Nigerian v-cs face end-of-term test

January 22, 1999

Many Nigerian universities about to appoint vice-chancellors are faced with interpreting a military decree of the late General Abacha, who responded to campus protests against violation of human rights by ensuring that his supporters were appointed to senior posts.

The 1996 decree specifies a single five-year non-renewable term of office for vice-chancellors, instead of a renewable four-year term. Abdul Yekini of the law faculty at the University of Ilorin said: "Vice-chancellors caught midstream by the decree may not have their appointments renewed for a further four years, but the decree is not explicit on what such vice-chancellors should do when their term of office runs out."

At the University of Jos, vice-chancellor David Gomwalk faced stiff opposition before he could get the governing council to renew his appointment. At the end of his first term, he sought renewal under the 1996 decree but many dissatisfied lecturers opposed his candidature because they feared possible victimisation if he remained.

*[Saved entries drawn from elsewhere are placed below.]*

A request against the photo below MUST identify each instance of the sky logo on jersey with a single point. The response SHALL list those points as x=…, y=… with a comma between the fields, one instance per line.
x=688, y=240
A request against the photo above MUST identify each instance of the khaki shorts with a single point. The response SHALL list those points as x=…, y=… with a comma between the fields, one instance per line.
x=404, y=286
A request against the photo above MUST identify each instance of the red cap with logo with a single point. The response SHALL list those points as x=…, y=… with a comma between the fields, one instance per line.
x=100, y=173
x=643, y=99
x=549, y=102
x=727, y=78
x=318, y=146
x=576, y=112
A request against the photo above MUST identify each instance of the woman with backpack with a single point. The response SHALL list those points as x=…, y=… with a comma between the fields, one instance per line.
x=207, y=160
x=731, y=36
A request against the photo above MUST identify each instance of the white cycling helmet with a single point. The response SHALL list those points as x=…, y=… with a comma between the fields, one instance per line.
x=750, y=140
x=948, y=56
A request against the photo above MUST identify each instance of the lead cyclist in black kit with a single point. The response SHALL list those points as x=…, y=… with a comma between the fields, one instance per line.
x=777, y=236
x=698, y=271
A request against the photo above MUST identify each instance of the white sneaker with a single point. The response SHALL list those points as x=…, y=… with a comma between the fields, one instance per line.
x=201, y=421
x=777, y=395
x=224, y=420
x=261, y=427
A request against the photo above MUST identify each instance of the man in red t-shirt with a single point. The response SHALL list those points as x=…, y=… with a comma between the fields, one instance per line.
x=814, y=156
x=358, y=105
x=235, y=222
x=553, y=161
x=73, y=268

"It is absolutely immoral and indefensible that a vice-chancellor should rule the University of Jos for an uninterrupted period of nine years," said one professor of political science.

Professor Gomwalk was reappointed despite his pro-military pronouncements. "Abacha is dead, but Abachism is still thriving in Nigeria," declared Ibrahim Abass of the university's sociology department on hearing of the reappointment.

The same controversy arose at the Southeast Federal University of Benin-City, where Andrew Onokhokhraye was seeking reappointment as vice-chancellor. While the decision was officially approved, the student union and the Academic Staff Union of Universities threatened to make the campus ungovernable if he was reappointed.

The military authorities have now deferred the decision. The chairman of the government council, which approves appointments, Justice Kayode Eso, resigned because of what he called "intractable intrigues and unnecessary politicisation of the appointment of the vice-chancellor".

At the Federal University of Lagos, where vice-chancellor Jelili Omotola is seeking reappointment, eight academics have taken out an advertisement challenging an editorial in the influential daily Guardian that supported Professor Omotola.